At the very least, the Relationships Declaration proves that at some time in your lives you had a close personal relationship with the deceased. The Declaration does not prove that the relationship existed at the time of death – you can produce other evidence to show this.

Any de facto relationship (or marriage) that the deceased had may be listed on their death certificate (not only the one at the time of death).

==Immigration==
There is at least one case of the Relationships Declaration being used successfully at the Chinese Embassy, in the case of an opposite-sex (heterosexual) relationship – where the partners did not have the opportunity to marry before immigration to China. The Declaration was used for the purposes of family visa application.

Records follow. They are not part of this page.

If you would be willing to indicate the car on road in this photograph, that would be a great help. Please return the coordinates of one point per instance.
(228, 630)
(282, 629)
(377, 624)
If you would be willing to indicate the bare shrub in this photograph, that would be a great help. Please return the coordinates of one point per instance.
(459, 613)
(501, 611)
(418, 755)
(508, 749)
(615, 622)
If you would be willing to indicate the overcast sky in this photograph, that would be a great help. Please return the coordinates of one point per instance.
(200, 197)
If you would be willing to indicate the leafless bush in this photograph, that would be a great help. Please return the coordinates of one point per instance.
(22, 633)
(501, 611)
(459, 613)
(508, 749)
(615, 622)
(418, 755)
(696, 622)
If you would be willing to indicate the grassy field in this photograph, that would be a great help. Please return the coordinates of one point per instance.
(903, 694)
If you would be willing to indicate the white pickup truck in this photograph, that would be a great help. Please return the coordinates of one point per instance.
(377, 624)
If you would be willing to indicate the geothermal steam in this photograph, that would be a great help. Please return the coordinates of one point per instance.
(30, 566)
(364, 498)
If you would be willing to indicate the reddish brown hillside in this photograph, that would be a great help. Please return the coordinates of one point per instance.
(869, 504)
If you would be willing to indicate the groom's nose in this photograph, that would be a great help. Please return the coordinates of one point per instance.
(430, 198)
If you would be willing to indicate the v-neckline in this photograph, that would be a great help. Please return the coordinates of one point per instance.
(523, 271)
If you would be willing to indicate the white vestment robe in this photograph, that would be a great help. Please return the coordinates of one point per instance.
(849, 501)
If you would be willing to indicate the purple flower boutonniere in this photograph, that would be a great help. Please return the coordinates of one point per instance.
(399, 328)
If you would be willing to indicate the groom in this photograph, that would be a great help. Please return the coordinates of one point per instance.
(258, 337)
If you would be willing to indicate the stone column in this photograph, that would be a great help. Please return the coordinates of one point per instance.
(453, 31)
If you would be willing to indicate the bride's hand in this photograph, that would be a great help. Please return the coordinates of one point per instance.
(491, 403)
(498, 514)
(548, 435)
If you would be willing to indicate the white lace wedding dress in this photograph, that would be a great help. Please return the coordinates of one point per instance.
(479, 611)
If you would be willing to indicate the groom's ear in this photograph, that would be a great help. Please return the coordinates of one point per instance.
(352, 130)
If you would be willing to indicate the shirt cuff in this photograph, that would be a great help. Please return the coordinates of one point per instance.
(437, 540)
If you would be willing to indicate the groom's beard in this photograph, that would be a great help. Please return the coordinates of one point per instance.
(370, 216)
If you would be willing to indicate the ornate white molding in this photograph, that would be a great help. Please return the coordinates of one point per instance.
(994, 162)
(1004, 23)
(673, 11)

==How many have formed a registered partnership in Sydney?==
Since 2004, both same-sex and mixed-sex couples can register, if both are unrelated, unmarried adults living in the City of Sydney. As of today, 224 opposite-sex and 77 same-sex couples had registered; 24 opposite-sex, 1 female same-sex couples and 9 male same-sex couples unregistered.

==Melbourne==
Since 2007, Melbourne also has a relationship register, which is very similar to that of Sydney.

==How many have entered a registered partnership in Melbourne?==
Since 2007, both same-sex and opposite-sex couples can register a partnership, if both are unrelated, unwed adults living in the City of Melbourne. As of today, ninety opposite-sex and eight same-sex couples have registered; four opposite-sex have unregistered, no same-sex couples have unregistered as yet.